SLAG OP DE ZUIDERZEE, DE WATERGEUZEN TEGEN DE SPANJAARDEN, 1573
“De Zeeslagh der Noordt Hollanders tegens den Graef van Bossu, op den 11 en 12 van October in den Jaere 1573.” Ets en gravure vervaardigd door Jan Luyken voor “Oorsprongk, begin, en vervolgh der Nederlandsche oorlogen” door Pieter Christiaansz Bor, uitgegeven 1679-1684. Afm. (plaat) 27,3 × x 34,5 cm.
De Spanjaarden wilden de geuzen uit de Zuiderzee te verjagen. De watergeuzen lagen met vijfentwintig schepen onder leiding van Cornelis Dirkszoon bij Marken. Op 5 oktober 1573 vonden de eerste beschietingen plaats. De watergeuzen hadden in vergelijking met de Spanjaarden veel minder munitie, en probeerden daarom Spaanse schepen te enteren om aan boord man tegen man te vechten. Op 6 oktober werden de vijandelijkheden voortgezet: aan beide kanten vielen veel slachtoffers, maar de strijd was nog onbeslist.

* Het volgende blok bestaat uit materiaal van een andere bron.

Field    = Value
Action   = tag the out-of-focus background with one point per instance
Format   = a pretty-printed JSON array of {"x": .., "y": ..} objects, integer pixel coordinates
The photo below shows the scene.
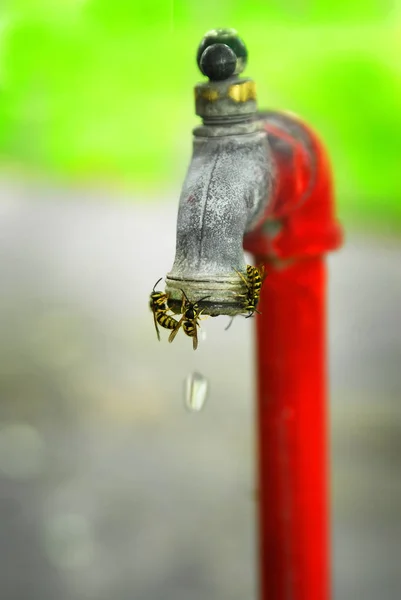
[{"x": 108, "y": 487}]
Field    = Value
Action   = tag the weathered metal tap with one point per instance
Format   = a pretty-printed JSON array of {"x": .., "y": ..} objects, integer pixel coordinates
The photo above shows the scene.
[
  {"x": 229, "y": 181},
  {"x": 262, "y": 181}
]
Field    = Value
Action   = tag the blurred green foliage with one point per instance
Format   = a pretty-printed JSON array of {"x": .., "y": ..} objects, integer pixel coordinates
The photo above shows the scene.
[{"x": 104, "y": 88}]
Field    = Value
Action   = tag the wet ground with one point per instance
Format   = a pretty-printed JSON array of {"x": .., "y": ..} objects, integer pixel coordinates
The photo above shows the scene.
[{"x": 109, "y": 487}]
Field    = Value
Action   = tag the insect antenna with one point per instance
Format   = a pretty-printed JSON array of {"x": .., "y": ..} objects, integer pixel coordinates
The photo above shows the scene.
[{"x": 158, "y": 281}]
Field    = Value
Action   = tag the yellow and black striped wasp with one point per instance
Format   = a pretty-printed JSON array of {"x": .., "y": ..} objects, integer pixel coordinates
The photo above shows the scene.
[
  {"x": 158, "y": 305},
  {"x": 253, "y": 281},
  {"x": 189, "y": 320}
]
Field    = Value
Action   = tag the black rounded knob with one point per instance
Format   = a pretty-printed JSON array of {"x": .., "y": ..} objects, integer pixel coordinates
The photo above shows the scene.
[
  {"x": 218, "y": 62},
  {"x": 226, "y": 37}
]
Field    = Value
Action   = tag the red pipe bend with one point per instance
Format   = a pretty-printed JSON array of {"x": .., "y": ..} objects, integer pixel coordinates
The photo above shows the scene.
[{"x": 297, "y": 230}]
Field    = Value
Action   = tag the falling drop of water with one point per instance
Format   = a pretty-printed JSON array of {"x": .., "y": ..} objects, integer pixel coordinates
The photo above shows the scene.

De volgende dagen was er een gedwongen pauze: door de wind waren de geuzen naar het noorden gedreven en voor anker gegaan bij Hoorn. Pas op 11 oktober draaide de wind weer, waarop de geuzen koers zetten naar de Spaanse schepen. Opnieuw werd er zwaar gevochten. Jan Haring, een legendarische matroos, klom in de vlaggenmast van het vlaggenschip en sneed, onder luid gejuich van de Geuzen, de admiraalsvlag van het schip los. We zien hem op de prent afgebeeld.
De geuzen slaagden erin de mast van het Spaanse vlaggenschip om te hakken. Op het moment dat de andere Spaanse schepen dit zagen, vluchtten de overgebleven schepen naar de veilige haven van Amsterdam. De helft van de Spaanse vloot was tot zinken gebracht. Alleen achtergebleven gaf de Spaanse bevelhebber Graaf van Bossu zich over.
Op de voorgrond zien we woeste gevechten van man tegen man in sloepen, daarachter de grotere schepen. Links in de verte ligt Enkhuizen.
Door het eerder mislukte beleg van Alkmaar en de verloren slag op de Zuiderzee, was landvoogd Alva’s poging Noord-Holland te veroveren voorgoed mislukt.